HMP Stoke Heath
- Interactive map of HMP Stoke Heath
- Location: Stoke Heath, Shropshire;
- Security class: Adult Males/Young Offenders
- Population: 734 (July 2025)
- Opened: 1964
- Managed by: HM Prison Services
- Governor: Rachel James
- Website: Stoke Heath at justice.gov.uk

= HM Prison Stoke Heath =

Prison in Shropshire, England

HM Prison Stoke Heath is an adult male Category C prison and Young Offenders Institution, located in the village of Stoke Heath (near Market Drayton) in Shropshire, England. The prison is operated by His Majesty's Prison Service.

==History==
Stoke Heath was built in 1964 as a Category C prison for adult males. It was converted to a Borstal 2 years later and, up until 2011, was used to hold Young Offenders. The establishment now houses prisoners over the age of 18.

During the weekend of 7-8 April 1990, a 24-hour rooftop protest by prisoners took place in apparent solidarity with the Strangeways Prison riot then going on in Manchester.
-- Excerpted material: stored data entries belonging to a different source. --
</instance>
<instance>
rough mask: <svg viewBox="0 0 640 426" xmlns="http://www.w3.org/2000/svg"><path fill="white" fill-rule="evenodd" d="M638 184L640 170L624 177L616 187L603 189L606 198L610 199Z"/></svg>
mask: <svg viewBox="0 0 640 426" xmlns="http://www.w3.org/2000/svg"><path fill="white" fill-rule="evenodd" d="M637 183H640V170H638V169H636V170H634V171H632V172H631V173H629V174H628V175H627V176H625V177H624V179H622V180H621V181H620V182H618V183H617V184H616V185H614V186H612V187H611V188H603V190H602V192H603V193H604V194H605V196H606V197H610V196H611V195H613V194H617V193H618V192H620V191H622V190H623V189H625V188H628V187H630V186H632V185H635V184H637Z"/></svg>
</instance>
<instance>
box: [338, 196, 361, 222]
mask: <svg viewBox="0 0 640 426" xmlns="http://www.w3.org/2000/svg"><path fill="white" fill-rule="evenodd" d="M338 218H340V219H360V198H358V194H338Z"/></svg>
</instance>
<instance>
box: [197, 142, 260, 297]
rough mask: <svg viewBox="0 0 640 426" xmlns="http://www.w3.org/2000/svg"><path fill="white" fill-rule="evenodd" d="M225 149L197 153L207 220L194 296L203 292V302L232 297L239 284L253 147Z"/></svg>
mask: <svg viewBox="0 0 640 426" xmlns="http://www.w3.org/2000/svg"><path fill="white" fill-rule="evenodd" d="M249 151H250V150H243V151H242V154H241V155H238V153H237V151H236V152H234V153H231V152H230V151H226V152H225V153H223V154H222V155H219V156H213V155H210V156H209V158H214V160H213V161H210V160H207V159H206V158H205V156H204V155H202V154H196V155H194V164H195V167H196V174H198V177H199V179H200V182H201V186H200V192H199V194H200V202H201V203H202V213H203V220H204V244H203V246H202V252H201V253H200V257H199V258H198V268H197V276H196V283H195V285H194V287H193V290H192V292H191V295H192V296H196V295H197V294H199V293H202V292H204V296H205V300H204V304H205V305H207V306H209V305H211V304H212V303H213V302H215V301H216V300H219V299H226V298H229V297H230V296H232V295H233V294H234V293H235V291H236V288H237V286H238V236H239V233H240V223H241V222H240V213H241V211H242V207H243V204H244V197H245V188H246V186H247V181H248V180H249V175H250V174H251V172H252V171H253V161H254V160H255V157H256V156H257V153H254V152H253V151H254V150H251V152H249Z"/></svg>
At the beginning of December 2004 the Howard League for Penal Reform accused Stoke Heath of abusing the human rights of young offenders. The Howard League’s main criticism was concerned with the use of strip cells by the staff of Stoke Heath.

In October 2006 four prison officers were injured in a riot involving more than 30 inmates at Stoke Heath. None of the inmates were injured during the disturbance.

In 2007 a spot inspection criticized Stoke Heath for failing to make improvements recommended in a 2005 inspection. The inspectorate recommended that the prison must refurbish its "unacceptably grubby" segregation unit and establish proper risk assessments for strip searches.

In 2013 Stoke Heath implemented the pepper course to help reintegrate offenders back into the community using the pepper principals.

==The prison today==
Stoke Heath houses male adults and Young Offenders of 18 years and above. Because of this, education and training for inmates is the main focus of the prison. Education and training courses are provided by The Manchester College. A variety of courses and vocational training placements are offered, most of which can lead to NVQ qualifications in related fields.

In addition, the prison's gym and sports department offer various physical education courses, as well as being available for recreational use. The prison also has a multi-faith chaplaincy.